I recall in January, 1959 sitting with a group of University of California students as we watched Fidel Castro drive out the hated dictator, Batista, and hopefully bring democracy to the people of Cuba. He came across as a modern Robin Hood who was going to bring peace and prosperity to Cubans. Alas, that was the dream, and the reality was different. He  preached for a new world in which the under class  finally was able to share the riches of society. He promised to end dictatorship and replace it with a democracy.

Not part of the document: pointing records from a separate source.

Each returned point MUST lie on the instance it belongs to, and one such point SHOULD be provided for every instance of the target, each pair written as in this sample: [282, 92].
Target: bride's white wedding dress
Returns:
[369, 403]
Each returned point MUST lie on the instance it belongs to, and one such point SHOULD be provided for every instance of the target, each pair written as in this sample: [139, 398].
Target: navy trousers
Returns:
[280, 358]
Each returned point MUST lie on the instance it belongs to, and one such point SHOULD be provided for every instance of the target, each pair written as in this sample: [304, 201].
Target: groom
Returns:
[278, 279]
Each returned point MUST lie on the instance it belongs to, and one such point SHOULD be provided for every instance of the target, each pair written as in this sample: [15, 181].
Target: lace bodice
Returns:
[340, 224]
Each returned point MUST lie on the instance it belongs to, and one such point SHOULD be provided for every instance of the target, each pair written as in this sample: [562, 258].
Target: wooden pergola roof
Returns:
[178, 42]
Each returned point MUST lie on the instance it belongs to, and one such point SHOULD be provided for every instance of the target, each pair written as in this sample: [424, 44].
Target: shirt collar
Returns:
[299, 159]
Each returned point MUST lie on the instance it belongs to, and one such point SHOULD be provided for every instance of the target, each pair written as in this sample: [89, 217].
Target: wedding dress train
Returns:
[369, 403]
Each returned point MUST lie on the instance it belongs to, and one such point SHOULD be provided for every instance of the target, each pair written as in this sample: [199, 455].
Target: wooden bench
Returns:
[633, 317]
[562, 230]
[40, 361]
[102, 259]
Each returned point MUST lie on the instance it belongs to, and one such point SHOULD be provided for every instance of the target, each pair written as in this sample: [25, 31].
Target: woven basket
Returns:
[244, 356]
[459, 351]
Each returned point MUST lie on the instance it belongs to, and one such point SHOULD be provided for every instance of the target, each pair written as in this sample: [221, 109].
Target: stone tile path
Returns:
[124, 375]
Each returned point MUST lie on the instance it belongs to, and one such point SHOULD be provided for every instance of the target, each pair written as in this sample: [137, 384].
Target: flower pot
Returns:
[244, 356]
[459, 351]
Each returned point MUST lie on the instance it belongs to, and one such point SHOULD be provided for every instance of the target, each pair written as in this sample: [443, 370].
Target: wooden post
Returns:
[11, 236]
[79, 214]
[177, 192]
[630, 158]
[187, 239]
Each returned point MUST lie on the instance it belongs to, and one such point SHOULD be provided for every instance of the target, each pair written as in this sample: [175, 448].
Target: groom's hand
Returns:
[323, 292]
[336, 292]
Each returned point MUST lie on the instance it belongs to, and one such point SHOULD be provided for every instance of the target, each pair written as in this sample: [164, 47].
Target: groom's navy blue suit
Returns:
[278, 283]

The years passed, and Fidel became much of what he had overthrown. Yes,  he did bring education to all, yes, he did bring excellent medical care to all. BUT, his economics changed Cuba from a  nation in which the top five percent lived in comfort to a nation in which ALL(except for government bureaucrats) lived a life without comforts. He never was able to create a Communist economy that resulted in high standard of living for all. His promise of ‘democracy’ was transformed into a dictatorship in which those who disagreed did so in prison.

Yes, many Cubans will feel sad that the only ruler they had known for fifty years is now dead. It is up to his brother, Raul, to return to the  original promise of a democracy and a dynamic economy that brings a good life to ALL CUBANS.